OBJECTIVE:
  • Observing fungi.
  • Exploring the ecosystem of rot.

VOCABULARY:
  • rot
  • spore
  • hyphae

MATERIALS:

BACKGROUND:

How many times have you looked for an orange to eat and found that the last one left had grown soft, blue-green fuzz? Have you ever left a wet towel at the bottom of your clothes hamper and at the time of washing you found that it had green "freckles" all over it? Or how many times have you found bread that has gone stale and has grown black "whiskers?" The green fuzz on the orange, the green freckles on the towel and the black whiskers on the bread are all known as molds. Molds are really tiny fungi belonging to one of the 5 kingdoms. "Molds" are a term that is not really a natural grouping, but until scientists figure out exactly where they belong, we will consider them fungi. Molds are so tiny that we cannot see them unless there are many of them bunched together. To see just one mold you need a microscope. There are many kinds of molds. One of the most common molds is the one which turns oranges into green fuzzy balls. It is called penicillium. This is where the drug penicillin comes from.

Plants use sunlight to make food in their leaves. The green coloring matter acts as a kind of food factory. Molds have no food factories, so they take the food they need from their host. All molds are food robbers.

Foods will eventually rot if not kept cool or not eaten within a certain time unless frozen. The more time food stays around the more of a chance spores from a mold have of landing on it and growing. A spore is the reproductive part of the fungi.

Wherever there is food, air, and moisture, some mold spores will find their way there to settle and begin to grow. If a spore doesn't find the food, air or moisture it needs to grow it does not die. It just waits. It can remain alive for years in its case, waiting for the right conditions to burst open and grow.
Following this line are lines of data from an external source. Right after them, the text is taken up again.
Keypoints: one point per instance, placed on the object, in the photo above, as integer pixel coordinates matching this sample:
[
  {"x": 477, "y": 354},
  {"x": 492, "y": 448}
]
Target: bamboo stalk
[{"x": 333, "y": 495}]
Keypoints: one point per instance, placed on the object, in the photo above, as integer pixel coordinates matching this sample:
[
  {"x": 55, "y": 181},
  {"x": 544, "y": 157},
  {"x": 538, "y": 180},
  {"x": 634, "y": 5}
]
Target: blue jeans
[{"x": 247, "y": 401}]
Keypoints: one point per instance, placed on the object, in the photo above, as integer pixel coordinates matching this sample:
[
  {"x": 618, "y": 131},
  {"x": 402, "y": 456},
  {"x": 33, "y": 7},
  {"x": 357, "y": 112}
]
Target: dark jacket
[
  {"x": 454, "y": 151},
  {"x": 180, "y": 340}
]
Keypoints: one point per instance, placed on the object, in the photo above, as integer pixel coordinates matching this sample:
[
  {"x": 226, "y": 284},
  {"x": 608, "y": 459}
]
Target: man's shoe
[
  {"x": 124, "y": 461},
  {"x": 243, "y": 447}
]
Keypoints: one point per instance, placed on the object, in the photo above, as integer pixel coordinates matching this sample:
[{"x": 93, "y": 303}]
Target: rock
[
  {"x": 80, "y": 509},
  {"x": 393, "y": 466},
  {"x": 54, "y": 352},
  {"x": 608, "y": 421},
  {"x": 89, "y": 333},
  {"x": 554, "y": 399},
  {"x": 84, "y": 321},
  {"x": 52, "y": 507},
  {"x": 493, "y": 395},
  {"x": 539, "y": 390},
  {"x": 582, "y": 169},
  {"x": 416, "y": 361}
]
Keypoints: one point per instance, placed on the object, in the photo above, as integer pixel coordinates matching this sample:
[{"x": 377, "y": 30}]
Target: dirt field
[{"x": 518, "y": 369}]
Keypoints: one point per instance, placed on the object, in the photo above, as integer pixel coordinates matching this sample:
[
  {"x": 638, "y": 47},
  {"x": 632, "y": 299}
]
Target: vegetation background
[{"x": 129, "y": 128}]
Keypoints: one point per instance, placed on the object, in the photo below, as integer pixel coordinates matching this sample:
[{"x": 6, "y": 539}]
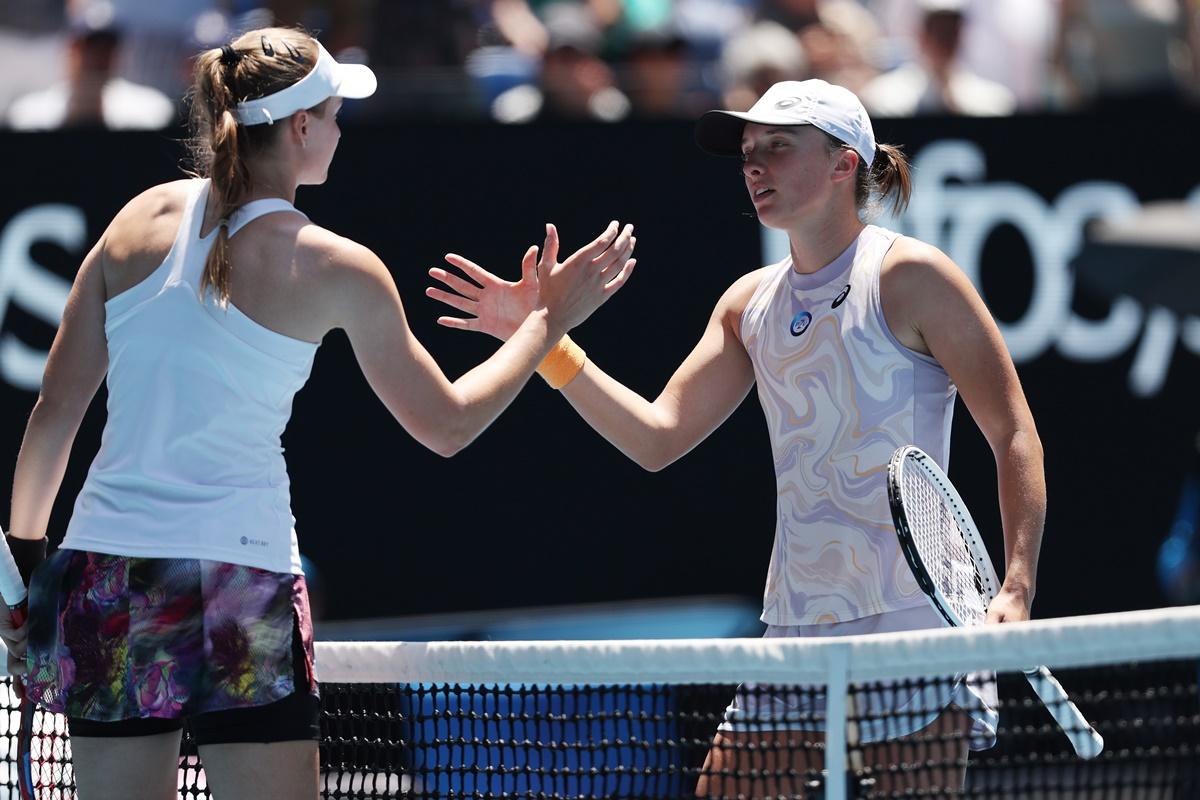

Organisms found in the Fungi Kingdom are heterotrophic. Fungi obtain food by decomposing anything that is organic in nature. Fungi live everywhere. They grow best in warm, moist places. They are not green and do not possess chlorophyll. Fungi can grow on vegetables, bread, meat, fur, wood, leather, or anything that is in a warm and moist area.

Fungi that obtains nutrients from non-living organic matter are called saprobes. Other fungi obtain nutrients directly from a living host, these are parasites. In either case, the fungi secretes enzymes that allow digestion to take place outside of the fungal body. Nutrients are then absorbed across the cell membranes. Together with bacteria, fungi are the decomposers of the earth. Fungi include yeast, bread mold, and mushrooms.

Fungus itself is made up of a fungal body or what is called mycelium. The mycelium is a mesh of filaments that branch out in any direction living over or within the organic matter. Each filament is a hypha. Hypha are transparent thin walled tubes.


PROCEDURE:

PRIOR TO LAB: Place a piece of bread into the bottom of a shallow dish. Moisten the bread with a little water using a dropper. Don't soak it! Allow it to stand open to the air for 45 minutes. Cover it and leave in a warm, dark place. About 1 week prior to lab, start a few molds, then 2 days after start another group, and then a third group 3 days before the lab begins. You should have bread that is 1 week old, and 5 and 3 days old for students to observe. Include a fresh piece of that same brand of bread. Also include any other food item that might be molding.

You will need to divide the bread and set up the microscopes so they can take turns looking at the various stages of mold.   Be sure to review with them how to use the microscopes, they focus by moving up and down.  Once the microscopes are in focus they shouldn’t touch them. 

1.     Go over the Mold Powerpoint.  The first slides review the different kingdoms and their characteristics.  You may want to review some of the lower grade material if your students have not developed a feeling for the diversity of life. In this unit, students will look at organisms that they see, but rarely think about as being living. Mold is a super decomposer so it is important for students to understand what is happening when they see something moldy.

2.    Set your molds out for students to observe. Make sure you label how old the molds are. Students should observe different stages of mold growth.

Thin, transparent threads growing all over the slice of bread are a mold garden. The cluster will look like a tangled spider web. If you single out one of the threads and observe it with a microscope you will see many branches of threads. At the ends of some of these branches are little round balls. These balls are hollow round cases and each one is filled with tiny seeds called spores. The spores are the mold's seeds. In a 2-3 day old mold you will begin to see the spores on the garden. The spores are the black substances sitting on top of the threads. Each black ball or spore contains more than 20,000 smaller spores of their own. The threads and their cases have no color but the spores within the cases are all colored. So mold plants have no color, their spores make them appear to have different colors. The 3-4 day old mold should have produced hundreds of millions of new spores. Later they may fall on moist food left out somewhere, sprout threads of their own, and give rise to new spores.

3.  Students should use the rot guide to try to identify the type of mold they see. They should fill in the worksheet using the Rot Guide and then drawing what they see in the microscope.

4.  At the end, review with students how the mold is different from three day old to a week old—how does mold change over time?

NOTE:  Some students are very sensitive to mold.  You can buy some of the one-use face masks to have on hand for the more sensitive students.